This is beyond the scope of this book, because generally you shouldn't
be creating your own OO style!
* "Vector" lists, like data frames. This is technically a subtype of the
"vector type", where the vector is a list.
* Functions with classes. This is mostly useful to override the print method
as you can't override the call method.
### Exercises
1. Categorise the objects returned by `lm()`, `factor()`, `table()`,
`as.Date()`, `ecdf()`, `ordered()`, `I()` into "vector", "scalar", and
"other".
1. Write a constructor for `difftime` objects. What base type are they
built on? What attributes do they use?

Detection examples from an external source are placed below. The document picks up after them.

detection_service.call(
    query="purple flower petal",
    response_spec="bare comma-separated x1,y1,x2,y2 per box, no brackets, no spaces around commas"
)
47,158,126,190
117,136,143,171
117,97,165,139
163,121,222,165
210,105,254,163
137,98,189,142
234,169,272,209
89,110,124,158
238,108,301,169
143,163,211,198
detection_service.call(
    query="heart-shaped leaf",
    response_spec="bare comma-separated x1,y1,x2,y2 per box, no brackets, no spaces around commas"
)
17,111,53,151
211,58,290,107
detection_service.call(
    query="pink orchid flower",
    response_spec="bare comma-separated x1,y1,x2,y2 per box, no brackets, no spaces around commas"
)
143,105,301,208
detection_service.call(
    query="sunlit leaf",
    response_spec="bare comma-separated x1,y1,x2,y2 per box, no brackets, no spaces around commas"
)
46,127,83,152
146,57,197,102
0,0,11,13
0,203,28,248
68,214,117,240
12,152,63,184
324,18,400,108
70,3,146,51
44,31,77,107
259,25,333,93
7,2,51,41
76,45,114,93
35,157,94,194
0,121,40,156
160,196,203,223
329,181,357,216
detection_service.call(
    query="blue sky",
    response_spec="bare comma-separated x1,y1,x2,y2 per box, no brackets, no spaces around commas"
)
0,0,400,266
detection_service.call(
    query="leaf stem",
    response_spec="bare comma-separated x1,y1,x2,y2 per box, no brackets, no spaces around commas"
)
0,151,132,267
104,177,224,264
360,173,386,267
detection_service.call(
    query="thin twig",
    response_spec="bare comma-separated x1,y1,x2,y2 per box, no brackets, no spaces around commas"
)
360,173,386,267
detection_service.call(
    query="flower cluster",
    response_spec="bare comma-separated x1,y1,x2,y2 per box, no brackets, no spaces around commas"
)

You'll need to consult the
documentation, read some code, and perform some experiments.
1. Write a constructor for `data.frame` objects. What base type is a data
frame built on? What attributes does it use? What are the restrictions
placed on the individual elements? What about the names?
1. Enhance our `factor()` helper to have better behaviour when one or
more `values` is not found in `levels`. What does `base::factor()` do
in this situation?
1. Carefully read the source code of `factor()` what does it do that
our constructor does not?
1. What would a constructor function for `lm` objects, `new_lm()`, look like?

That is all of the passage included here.